Gedeeld eigenaarschap.
– Gedeeld eigenaarschap komt alleen tot zijn recht met voldoende tijd. ‘Met elkaar aan tafel zitten duurt te lang’ wordt soms gezegd, maar uiteindelijk wordt tijd gewonnen door een zorgvuldig proces, waardoor achteraf geen tijd nodig is voor reparatiewerkzaamheden.
Vermijd cocreatie sessies met alleen de ‘usual suspects’, door actief op zoek te gaan naar de toekomstige gebruikers van een voorziening of openbare ruimte.
– Wees niet bang om mensen bij elkaar te zetten, ook als ze niet op één lijn zitten met de gemeente of met elkaar. Faciliteer ruimte om met elkaar in gesprek te gaan en open te bespreken waarom iets wel of niet kan.

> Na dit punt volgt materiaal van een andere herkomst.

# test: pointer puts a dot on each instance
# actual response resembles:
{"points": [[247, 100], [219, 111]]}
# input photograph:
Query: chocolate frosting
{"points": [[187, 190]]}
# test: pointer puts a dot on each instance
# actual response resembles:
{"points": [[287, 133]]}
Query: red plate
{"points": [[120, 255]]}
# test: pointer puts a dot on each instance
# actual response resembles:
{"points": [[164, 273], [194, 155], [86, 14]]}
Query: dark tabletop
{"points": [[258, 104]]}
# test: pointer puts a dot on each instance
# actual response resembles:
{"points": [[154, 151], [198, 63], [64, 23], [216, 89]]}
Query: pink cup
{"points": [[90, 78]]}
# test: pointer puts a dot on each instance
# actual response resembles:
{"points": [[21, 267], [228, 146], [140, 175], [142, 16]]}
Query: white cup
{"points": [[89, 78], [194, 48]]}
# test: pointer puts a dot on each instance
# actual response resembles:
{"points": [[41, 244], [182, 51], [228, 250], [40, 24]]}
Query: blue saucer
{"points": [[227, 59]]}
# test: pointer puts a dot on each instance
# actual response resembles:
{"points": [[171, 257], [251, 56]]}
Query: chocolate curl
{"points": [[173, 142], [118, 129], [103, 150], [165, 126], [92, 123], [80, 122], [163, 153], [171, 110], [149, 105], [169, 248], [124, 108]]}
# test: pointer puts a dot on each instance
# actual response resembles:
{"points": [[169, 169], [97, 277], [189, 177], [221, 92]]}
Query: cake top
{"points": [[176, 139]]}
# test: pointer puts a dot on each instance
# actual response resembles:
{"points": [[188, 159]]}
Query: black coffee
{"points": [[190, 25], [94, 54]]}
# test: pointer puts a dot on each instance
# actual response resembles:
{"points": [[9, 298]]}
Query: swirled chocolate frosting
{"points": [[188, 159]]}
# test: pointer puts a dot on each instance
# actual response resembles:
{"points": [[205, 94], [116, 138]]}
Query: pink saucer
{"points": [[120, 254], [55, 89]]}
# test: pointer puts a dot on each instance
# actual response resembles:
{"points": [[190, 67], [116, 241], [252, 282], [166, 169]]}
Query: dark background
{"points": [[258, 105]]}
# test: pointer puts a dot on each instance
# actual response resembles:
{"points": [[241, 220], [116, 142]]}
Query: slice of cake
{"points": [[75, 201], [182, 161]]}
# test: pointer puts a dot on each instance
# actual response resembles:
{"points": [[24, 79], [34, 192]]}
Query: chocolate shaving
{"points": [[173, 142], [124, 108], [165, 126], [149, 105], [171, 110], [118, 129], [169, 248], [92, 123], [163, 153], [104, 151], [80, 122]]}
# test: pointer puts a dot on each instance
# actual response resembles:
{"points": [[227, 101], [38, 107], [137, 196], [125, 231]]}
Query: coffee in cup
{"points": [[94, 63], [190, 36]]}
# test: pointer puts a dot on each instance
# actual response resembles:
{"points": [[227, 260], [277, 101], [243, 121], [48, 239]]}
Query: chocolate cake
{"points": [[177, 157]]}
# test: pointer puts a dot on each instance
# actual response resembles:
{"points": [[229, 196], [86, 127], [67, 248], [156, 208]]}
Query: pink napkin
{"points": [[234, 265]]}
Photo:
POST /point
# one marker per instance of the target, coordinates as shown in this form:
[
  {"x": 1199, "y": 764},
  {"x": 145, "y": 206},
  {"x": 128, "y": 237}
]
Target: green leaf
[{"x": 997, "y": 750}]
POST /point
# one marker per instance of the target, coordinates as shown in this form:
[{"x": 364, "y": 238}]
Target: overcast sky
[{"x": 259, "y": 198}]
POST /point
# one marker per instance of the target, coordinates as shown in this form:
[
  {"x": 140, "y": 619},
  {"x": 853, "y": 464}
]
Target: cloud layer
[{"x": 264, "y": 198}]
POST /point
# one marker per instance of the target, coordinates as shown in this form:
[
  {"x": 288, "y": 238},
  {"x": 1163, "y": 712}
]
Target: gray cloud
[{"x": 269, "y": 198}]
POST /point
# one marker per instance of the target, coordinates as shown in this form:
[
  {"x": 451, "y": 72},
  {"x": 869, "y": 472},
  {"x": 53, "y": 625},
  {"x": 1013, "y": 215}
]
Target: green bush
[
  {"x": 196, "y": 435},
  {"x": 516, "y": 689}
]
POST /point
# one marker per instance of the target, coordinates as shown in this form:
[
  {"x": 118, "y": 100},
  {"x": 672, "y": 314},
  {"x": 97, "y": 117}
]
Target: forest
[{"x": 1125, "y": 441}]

– Het idee van gelijke monniken, gelijke kappen kan gemeenten ervan weerhouden burgerinitiatieven te honoreren: straks komt de volgende buurt ook en dat kunnen we niet betalen. Bedenk dat maatwerk goed te verkopen is aan inwoners, mits met goede argumenten. Dekking vanuit het management voor maatwerk is belangrijk.

10
Wat betekent bovenstaande voor de inrichting van de interne organisatie? Hoe meters maken als mensen opgavegericht werken en burgerparticipatie maar lastig vinden? Soms kan het handig zijn om een frisse blik van buiten toe te laten. Succesverhalen uit andere gemeenten doen het altijd goed. Een lonkend perspectief enthousiasmeert.

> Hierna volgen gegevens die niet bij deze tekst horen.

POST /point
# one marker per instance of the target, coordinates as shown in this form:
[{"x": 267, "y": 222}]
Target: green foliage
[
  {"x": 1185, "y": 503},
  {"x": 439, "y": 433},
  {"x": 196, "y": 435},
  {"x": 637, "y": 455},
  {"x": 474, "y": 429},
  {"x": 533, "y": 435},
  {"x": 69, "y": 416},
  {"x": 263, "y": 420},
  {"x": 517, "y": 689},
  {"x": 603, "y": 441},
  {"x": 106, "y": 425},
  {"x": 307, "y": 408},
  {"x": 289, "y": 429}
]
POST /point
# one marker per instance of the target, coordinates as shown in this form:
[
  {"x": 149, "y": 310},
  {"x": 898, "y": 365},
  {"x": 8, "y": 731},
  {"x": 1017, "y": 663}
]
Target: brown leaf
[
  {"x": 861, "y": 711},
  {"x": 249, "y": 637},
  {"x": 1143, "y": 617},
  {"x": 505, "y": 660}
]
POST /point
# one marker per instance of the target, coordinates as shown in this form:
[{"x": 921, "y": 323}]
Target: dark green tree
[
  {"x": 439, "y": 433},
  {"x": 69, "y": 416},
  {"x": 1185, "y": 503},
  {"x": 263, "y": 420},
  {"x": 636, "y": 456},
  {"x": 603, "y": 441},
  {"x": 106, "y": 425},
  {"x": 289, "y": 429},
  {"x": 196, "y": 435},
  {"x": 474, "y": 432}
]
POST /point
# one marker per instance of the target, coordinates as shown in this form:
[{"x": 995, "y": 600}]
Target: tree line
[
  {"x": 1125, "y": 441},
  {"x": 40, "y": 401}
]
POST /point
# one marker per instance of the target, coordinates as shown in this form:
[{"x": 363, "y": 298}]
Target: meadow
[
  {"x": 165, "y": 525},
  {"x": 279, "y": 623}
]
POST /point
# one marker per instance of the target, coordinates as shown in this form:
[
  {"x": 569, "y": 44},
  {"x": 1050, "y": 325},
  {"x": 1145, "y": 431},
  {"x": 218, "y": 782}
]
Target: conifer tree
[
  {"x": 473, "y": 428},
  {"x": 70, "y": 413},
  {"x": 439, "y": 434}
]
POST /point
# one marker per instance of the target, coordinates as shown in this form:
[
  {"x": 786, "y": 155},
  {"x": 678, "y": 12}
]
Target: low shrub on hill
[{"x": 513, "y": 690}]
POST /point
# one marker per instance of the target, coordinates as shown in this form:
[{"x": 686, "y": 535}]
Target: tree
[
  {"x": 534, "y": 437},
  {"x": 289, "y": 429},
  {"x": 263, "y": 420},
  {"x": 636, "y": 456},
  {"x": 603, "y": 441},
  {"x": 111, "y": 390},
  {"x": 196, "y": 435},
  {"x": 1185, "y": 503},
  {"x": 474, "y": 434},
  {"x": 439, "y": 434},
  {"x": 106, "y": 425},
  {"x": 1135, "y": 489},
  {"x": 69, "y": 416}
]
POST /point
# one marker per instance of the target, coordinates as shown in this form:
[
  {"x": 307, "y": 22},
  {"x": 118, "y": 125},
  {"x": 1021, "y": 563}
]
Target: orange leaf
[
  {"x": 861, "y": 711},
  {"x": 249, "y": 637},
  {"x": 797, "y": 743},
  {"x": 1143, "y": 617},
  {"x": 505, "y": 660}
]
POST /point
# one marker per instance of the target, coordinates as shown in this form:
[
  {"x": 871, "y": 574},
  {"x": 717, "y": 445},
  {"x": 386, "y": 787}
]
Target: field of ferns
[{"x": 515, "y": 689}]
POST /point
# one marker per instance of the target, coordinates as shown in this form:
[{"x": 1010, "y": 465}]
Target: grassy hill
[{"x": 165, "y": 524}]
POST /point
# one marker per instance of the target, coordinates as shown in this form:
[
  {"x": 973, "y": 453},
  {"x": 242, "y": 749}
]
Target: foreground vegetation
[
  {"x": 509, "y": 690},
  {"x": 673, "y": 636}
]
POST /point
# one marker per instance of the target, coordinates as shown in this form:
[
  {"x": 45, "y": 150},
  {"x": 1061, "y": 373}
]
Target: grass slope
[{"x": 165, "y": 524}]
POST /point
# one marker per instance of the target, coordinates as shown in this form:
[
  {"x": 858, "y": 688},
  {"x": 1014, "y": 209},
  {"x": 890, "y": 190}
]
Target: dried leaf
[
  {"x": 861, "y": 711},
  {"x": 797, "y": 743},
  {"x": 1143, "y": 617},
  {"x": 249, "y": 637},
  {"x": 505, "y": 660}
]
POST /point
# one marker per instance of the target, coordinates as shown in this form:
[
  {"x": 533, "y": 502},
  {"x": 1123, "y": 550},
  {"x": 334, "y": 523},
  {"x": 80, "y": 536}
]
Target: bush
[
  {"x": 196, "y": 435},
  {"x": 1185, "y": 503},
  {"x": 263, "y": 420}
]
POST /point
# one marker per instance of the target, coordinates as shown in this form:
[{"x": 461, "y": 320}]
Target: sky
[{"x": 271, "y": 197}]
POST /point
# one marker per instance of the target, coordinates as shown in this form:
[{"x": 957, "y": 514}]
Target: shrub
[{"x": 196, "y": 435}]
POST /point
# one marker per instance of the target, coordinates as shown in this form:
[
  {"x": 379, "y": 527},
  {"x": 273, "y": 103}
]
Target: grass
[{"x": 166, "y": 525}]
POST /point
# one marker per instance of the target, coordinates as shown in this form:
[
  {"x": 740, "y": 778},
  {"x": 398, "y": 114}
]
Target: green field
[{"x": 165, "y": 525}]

Kortom: De Omgevingswet biedt kansen om burgerparticipatie nieuw leven in te blazen. Juist doordat in  het Omgevingsbesluit regels staan voor de waarborg van participatie, geeft de omgevingswet ons de kans om te reflecteren op opgavegericht werken, te oefenen met nieuwe vormen van cocreatie en van daaruit te werken aan een voor alle bewoners prettiger leefomgeving. Wie wil dat nu niet? We denken graag met je mee!

[1] Deze zou in eerste instantie op 1 januari 2021 ingaan. De inwerkingtreding is inmiddels uitgesteld tot medio 2021, dan wel begin 2022.